Cela dit, un des principaux défis du mouvement syndicat dans les prochaines années sera de s’assurer une relève et d’intégrer des travailleurs issus de l’immigration dans ses structures.

Une critique constante faite à Québec Solidaire serait d’être, dans le meilleur des cas, totalement utopiste voire, dans d’autres cas, violemment opposé à l’entrepreneuriat. Que réponds-tu à ces assertions et quelles propositions portent QS pour l’entreprise ?

C’est le lot de plusieurs partis de gauche en Occident. Dès qu’on parle de mieux redistribuer la richesse, on se fait accuser de ne pas être sensible au fait de devoir en créer d’abord. Pour QS, il est possible de faire les deux en même temps.

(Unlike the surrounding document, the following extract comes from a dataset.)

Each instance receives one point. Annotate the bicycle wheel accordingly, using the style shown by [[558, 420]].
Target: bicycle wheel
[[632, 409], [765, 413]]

Nous avons des propositions intéressantes dans notre programme à ce sujet, notamment en matière de délocalisation d’entreprise. C’est un non-sens économique complet de laisser une entreprise rentable fermer ses portes dans un quartier ou dans une ville et de la regarder partir ailleurs les bras croisés. Après une étude économique qui démontre la rentabilité de l’entreprise, QS propose de mettre en place un cadre législatif qui faciliterait la reprise d’entreprise en la transférant à une coopérative de travail.

Nous voulons également soutenir les PME via l’augmentation du pouvoir d’achat de l’ensemble des citoyens. Que ce soit en augmentant le salaire minimum ou en facilitant l’accès à la syndicalisation, nous croyons être en mesure de stimuler la consommation et ainsi augmenter les revenus des PME.

Avec son plan de sortie du pétrole, QS vise à stabiliser le huard (dollar canadien), qui est en ce moment complètement dopé par l’exploitation et l’exportation du pétrole sale albertain. Les économistes appellent ce phénomène le « mal hollandais » Il nuit fortement à ce qu’il reste du tissu industriel québécois qui doit, en matière d’exportations internationales, composer avec une devise trop forte par rapport à l’économie réelle.

Un de tes axes de combat pour le porte-parolat de Québec Solidaire était de mettre en avant la question d’indépendance. Malgré un programme clairement indépendantiste, on reproche en effet souvent à QS sa tiédeur sur le sujet. Comment l’expliques-tu et comment souhaites-tu le combattre ?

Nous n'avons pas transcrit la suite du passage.